Márcia explicou que a instituição atuou com o objetivo de fornecer parâmetros de preços para os agentes e contribuir para o melhor funcionamento do mercado financeiro. "Optamos por fazer uma operação coordenada, com o Banco Central atuando no câmbio e o Tesouro nos juros", disse ela. Foram colocados em leilão, em lotes simétricos de compra e venda, todos os papéis com os quais o Tesouro faz leilões tradicionais. "Entendemos que essa era uma forma bastante transparente de passar um comunicado ao mercado". 

A coordenadora explicou que o Tesouro é tomador de preço. Ao conseguir fechar negócios nas duas pontas, de compra e venda, e mostrar aos agentes os preços dessas transações feitas, a instituição oferece um parâmetro importante para o mercado em momentos de turbulência e instabilidade. 

A coordenadora afirmou ainda que os leilões não têm impacto nenhum sobre a gestão da dívida pública, já que o PAF trabalha com bandas para acomodar atuações extraordinárias quando essas são necessárias. Além disso, segundo ela, o resgate líquido total de R$ 2,11 bilhões nos três dias não caracteriza um mercado vendedor e pode ser considerado um resultado bastante eficiente da atuação do Tesouro. 

A decisão de cancelar os leilões de venda de LTN e NTN-F, previstos para quinta-feira (25/05), também está em linha essa estratégia de precaução.

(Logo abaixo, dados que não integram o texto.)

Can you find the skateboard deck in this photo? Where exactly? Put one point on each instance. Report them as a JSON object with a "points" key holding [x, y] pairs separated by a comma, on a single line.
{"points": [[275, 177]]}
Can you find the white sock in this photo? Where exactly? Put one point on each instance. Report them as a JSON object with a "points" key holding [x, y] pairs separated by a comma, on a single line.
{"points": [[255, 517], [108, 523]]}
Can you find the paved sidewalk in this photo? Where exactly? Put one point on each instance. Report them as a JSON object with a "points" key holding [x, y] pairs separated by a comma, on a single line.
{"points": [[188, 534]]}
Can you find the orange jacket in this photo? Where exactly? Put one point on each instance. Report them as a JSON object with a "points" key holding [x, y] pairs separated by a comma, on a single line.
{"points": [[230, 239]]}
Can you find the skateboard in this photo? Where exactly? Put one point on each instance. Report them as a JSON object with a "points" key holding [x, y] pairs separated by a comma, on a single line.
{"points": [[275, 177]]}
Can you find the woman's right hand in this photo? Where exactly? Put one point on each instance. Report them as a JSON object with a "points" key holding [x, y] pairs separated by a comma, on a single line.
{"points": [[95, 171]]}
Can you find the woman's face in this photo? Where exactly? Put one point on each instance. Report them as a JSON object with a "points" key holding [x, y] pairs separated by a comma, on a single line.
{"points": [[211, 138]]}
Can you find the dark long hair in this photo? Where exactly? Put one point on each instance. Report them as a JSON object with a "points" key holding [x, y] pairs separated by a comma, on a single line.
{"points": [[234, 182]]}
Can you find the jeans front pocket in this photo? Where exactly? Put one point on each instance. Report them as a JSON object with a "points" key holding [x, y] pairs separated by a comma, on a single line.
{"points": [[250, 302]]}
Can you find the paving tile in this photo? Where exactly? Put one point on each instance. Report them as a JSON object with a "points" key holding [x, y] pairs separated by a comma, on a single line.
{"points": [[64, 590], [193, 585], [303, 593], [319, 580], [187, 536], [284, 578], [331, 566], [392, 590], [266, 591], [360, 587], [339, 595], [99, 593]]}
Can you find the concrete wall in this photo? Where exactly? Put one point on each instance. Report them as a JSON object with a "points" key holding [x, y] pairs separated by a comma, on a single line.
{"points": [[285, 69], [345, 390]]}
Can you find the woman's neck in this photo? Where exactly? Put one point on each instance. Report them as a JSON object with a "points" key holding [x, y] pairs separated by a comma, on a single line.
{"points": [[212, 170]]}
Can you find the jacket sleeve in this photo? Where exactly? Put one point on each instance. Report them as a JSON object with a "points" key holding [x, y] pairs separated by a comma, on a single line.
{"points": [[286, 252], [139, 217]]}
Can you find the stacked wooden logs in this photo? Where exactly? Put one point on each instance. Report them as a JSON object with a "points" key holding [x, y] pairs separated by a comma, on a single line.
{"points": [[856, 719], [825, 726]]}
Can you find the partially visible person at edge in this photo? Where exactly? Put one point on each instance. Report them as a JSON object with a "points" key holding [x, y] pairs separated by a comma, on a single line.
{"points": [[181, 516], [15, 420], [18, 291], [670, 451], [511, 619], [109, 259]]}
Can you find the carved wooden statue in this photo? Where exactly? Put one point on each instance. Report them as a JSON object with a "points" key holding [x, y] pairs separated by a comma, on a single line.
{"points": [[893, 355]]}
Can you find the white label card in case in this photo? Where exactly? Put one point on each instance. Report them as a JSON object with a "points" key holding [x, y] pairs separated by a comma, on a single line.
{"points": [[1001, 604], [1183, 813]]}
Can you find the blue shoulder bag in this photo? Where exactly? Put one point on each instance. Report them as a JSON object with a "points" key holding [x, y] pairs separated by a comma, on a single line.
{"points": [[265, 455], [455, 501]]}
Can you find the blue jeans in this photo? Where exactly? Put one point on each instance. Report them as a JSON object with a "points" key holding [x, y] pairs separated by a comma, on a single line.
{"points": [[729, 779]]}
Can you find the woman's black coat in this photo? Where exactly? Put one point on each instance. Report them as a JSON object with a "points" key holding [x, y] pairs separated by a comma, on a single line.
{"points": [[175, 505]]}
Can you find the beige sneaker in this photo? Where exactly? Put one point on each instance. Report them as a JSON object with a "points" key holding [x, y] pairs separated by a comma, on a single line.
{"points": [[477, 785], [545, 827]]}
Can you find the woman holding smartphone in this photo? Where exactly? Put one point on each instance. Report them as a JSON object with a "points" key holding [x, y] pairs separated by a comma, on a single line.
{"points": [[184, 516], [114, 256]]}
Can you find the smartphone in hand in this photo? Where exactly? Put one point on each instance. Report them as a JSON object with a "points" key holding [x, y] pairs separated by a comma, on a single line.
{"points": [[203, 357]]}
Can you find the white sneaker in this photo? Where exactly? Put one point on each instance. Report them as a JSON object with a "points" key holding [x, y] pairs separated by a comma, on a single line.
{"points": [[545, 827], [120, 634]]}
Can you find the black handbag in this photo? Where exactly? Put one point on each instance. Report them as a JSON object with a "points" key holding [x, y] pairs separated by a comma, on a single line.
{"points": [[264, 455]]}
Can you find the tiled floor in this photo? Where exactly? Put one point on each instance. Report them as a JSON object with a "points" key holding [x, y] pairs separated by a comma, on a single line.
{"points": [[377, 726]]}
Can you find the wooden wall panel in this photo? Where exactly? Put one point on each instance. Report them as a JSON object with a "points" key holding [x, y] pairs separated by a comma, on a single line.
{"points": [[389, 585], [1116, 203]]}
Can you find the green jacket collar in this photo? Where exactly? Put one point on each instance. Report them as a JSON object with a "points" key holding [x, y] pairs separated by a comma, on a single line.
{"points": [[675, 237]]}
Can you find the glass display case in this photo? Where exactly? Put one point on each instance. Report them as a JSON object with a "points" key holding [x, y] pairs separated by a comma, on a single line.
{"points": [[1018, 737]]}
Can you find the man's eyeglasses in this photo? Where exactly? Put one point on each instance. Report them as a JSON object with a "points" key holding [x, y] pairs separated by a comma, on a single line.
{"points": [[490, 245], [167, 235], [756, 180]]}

No dia 18, o Tesouro também cancelou um leilão de venda de LTN e LFT. "Entendemos que neste momento é prudente aguardar um pouco, ser cauteloso e observar como o mercado vai reagir nos próximos dias", afirmou Márcia.  

Também presente na coletiva, o coordenador-geral de planejamento estratégico da dívida pública, Luiz Fernando Alves, destacou que o Tesouro conta com um caixa confortável para a gestão da dívida, correspondente a quase seis meses de vencimentos. "Esse aspecto é importante e nos dá segurança de que podemos continuar presentes neste momento que requer maior cautela", afirmou ele.